In the anti-war movement, this was a virtue. For much of the rest of the country, it was at best cowardly and at worst a willingness to let other young men die in my place. (As I write, it has been fashionable for some years for many to look back on that war, however morally wrong it is now viewed, and extol service in the war. That is, avoiders of that draft still get a bad press.) I was certainly scared of fighting or getting killed, and even before Vietnam I sensed that with my propensity to challenge authority I wouldn't last long in the military; but I also believed (perhaps partly but certainly not wholly out of convenience) the US was fighting an immoral war and that refusing to fight was an act of moral rectitude. I have never believed in patriotism, and love to quote that great conservative mind, Samuel Johnson, that "patriotism is the last refuge of a scoundrel." I believed that most of the young men serving in the war were dupes of our government, and I like to think that I did not approve of harassing vets who returned home. (This is probably true because it would echo what I do remember clearly: that despite the frequent, appalling antagonism of police to the Movement--whatever that was, exactly--I never felt comfortable with fellow lefties calling them "pigs.")
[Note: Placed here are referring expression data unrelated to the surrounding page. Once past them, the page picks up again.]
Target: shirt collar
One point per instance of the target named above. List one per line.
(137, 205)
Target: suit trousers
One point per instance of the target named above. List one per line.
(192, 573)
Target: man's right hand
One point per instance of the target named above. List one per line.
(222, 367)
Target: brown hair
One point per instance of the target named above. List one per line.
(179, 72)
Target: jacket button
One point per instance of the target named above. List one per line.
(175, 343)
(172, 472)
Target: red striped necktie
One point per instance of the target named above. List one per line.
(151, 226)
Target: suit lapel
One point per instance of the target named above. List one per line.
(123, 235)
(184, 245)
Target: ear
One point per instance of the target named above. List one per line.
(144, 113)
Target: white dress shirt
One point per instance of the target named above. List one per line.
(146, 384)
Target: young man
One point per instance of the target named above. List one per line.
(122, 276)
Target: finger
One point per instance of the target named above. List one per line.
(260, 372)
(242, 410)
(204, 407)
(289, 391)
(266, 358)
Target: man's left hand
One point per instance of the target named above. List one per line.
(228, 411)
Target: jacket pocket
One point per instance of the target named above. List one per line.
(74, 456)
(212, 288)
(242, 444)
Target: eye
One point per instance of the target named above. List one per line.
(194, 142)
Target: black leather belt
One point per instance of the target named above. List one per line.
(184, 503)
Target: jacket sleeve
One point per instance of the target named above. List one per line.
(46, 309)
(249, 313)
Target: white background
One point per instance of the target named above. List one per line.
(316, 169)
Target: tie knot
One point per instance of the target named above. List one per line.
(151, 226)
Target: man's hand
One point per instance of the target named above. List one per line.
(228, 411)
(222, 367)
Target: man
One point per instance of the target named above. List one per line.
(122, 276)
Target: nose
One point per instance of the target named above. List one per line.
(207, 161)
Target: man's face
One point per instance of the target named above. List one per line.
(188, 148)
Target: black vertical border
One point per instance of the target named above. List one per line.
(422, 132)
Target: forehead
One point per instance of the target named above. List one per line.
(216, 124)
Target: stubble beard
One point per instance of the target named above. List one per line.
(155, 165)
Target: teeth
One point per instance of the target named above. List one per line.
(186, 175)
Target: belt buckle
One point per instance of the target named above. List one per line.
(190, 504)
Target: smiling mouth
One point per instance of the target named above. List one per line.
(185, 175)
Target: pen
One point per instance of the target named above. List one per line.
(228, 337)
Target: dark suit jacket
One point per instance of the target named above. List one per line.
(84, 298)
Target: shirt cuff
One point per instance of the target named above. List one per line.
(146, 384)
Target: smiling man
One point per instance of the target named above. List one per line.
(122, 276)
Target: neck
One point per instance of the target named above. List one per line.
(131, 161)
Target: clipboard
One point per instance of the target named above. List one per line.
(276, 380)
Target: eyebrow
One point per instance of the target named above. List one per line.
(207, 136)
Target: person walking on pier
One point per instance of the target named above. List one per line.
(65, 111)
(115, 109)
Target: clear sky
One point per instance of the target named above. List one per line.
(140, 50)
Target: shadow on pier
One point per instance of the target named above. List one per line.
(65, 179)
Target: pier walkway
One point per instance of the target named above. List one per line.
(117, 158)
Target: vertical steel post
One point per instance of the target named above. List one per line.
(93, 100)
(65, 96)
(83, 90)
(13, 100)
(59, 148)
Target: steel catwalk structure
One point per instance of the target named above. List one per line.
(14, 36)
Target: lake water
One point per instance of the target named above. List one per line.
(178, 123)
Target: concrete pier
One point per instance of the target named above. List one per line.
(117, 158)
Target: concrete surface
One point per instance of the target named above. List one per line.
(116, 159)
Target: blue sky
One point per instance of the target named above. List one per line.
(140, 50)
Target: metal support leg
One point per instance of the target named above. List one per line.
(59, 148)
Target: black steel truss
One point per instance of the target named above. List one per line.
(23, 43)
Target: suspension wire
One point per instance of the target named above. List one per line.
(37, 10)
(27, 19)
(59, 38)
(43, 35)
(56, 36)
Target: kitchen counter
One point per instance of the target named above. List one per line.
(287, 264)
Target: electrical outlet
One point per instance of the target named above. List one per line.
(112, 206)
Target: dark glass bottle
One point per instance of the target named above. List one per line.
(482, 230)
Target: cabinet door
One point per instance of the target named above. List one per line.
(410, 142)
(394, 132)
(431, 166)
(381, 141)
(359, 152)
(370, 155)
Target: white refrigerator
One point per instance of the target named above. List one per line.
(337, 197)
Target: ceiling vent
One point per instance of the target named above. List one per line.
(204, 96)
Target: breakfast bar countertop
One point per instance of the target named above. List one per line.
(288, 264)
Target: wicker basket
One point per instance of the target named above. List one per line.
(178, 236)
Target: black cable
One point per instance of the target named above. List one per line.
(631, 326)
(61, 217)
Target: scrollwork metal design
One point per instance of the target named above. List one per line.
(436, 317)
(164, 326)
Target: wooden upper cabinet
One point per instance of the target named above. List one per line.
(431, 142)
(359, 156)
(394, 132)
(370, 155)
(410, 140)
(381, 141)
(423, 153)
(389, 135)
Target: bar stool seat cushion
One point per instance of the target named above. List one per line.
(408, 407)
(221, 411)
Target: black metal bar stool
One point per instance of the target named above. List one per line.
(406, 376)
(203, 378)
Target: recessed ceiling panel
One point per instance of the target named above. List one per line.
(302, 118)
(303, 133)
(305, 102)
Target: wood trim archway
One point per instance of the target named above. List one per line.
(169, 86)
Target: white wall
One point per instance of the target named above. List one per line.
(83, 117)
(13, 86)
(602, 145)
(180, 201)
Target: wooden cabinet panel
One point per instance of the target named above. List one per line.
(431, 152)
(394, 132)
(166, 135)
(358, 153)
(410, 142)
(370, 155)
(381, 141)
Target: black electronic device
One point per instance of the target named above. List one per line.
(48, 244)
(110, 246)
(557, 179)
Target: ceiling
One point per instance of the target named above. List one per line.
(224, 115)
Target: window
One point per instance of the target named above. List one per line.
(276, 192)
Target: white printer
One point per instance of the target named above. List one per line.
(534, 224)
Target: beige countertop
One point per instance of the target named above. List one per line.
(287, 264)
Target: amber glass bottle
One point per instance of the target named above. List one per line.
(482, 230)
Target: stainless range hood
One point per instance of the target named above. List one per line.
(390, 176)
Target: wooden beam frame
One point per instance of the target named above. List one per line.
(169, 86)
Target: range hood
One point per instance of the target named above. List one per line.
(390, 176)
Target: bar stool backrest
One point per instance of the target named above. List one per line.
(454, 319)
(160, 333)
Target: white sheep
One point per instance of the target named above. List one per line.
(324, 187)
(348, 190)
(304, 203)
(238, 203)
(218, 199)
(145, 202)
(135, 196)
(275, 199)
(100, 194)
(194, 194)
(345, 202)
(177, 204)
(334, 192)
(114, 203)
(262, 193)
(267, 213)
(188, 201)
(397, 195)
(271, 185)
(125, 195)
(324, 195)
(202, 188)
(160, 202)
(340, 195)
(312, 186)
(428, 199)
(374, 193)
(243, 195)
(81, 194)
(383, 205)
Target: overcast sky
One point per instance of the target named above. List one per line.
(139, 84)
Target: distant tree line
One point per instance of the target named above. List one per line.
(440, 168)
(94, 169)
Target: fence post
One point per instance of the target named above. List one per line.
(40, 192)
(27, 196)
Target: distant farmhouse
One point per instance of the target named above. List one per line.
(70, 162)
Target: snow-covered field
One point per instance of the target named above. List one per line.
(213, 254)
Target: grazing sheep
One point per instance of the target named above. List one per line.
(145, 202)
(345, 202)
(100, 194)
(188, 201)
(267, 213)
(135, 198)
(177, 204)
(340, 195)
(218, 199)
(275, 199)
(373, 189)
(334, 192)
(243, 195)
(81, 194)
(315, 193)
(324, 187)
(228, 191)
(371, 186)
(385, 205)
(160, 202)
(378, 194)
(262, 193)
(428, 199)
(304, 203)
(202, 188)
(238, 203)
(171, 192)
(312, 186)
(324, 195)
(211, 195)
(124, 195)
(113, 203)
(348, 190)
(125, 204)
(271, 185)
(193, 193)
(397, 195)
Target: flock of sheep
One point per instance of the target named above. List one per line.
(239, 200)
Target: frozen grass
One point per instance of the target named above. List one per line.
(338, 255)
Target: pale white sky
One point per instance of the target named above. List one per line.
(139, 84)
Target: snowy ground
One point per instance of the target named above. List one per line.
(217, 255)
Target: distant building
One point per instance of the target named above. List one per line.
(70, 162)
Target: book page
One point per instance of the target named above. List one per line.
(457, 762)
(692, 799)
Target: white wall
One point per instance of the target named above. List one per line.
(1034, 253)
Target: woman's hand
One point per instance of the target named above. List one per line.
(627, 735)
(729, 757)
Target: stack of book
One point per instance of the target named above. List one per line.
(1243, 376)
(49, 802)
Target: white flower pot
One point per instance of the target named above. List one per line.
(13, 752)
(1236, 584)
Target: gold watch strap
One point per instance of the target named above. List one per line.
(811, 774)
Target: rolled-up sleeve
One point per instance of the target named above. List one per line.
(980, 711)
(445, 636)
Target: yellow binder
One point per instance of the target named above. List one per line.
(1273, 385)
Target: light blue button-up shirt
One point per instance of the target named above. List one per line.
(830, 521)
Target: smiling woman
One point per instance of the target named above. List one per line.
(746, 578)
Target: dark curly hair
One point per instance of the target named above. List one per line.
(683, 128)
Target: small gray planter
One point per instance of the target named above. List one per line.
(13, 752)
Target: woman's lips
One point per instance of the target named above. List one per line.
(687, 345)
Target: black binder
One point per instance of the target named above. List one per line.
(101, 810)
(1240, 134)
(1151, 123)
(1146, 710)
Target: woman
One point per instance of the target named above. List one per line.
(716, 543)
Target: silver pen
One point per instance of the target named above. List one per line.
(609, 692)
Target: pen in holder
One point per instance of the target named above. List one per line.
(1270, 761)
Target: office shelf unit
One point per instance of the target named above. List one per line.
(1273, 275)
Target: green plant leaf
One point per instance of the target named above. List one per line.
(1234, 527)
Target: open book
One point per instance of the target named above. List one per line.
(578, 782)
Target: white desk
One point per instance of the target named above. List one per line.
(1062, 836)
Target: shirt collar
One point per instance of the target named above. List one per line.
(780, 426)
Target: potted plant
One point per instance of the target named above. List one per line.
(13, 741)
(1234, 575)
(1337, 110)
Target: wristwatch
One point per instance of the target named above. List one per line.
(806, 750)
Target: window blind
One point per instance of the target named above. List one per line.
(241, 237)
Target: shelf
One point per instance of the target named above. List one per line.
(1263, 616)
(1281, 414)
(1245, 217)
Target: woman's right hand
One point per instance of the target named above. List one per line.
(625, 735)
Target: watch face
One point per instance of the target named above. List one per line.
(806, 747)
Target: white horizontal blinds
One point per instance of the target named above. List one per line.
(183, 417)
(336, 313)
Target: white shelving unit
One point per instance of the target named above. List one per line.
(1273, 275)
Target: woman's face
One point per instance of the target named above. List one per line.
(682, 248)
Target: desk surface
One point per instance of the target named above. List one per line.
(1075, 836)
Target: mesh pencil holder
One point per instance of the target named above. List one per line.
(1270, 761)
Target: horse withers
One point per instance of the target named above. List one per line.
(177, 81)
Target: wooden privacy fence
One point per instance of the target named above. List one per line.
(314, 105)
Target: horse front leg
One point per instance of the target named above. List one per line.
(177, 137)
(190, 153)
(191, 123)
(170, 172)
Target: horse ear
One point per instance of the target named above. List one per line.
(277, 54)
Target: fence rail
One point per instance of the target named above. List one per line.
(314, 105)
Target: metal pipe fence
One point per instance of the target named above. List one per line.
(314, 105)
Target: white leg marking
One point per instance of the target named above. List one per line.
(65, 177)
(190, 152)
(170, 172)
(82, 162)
I also didn't buy fellow left-wingers extolling of the Viet Cong or the North Vietnamese regime, but I did view the North as a lesser evil than the often corrupt and always right-wing South Vietnamese governments. (Readers may recall that the US has long had a propensity to back "friendly" regimes regardless of their politics against "enemy" regimes, which in those days were anything that called themselves communist and today anything our leaders choose to label "terrorist.") One of the less palatable arguments to support North Vietnam was that because Vietnam was a single country, the North could not be invading the South--that is, it could not be invading its own country. I did have the nerve to burn my draft card (though I admired those who did); I was terrified of any action that would send me to prison.
Until 1965, when I turned 25, if you had student deferments you were, for practical purposes, draft-proof once you were 26. That year, however, a new draft law was enacted that created a draft lottery (you were called up according to your birthday, and birthdays were randomly sequenced for a given year). In addition, those who received any student deferments after passage of the law would go into the lottery up to the age of 35.
If you believed in the draft, this was certainly a fairer way of taking kids and minimizing manipulation, principled or cynical, of the rules to avoid the war. As a wily young guy, I devised the following scheme to avoid going into the lottery. It worked.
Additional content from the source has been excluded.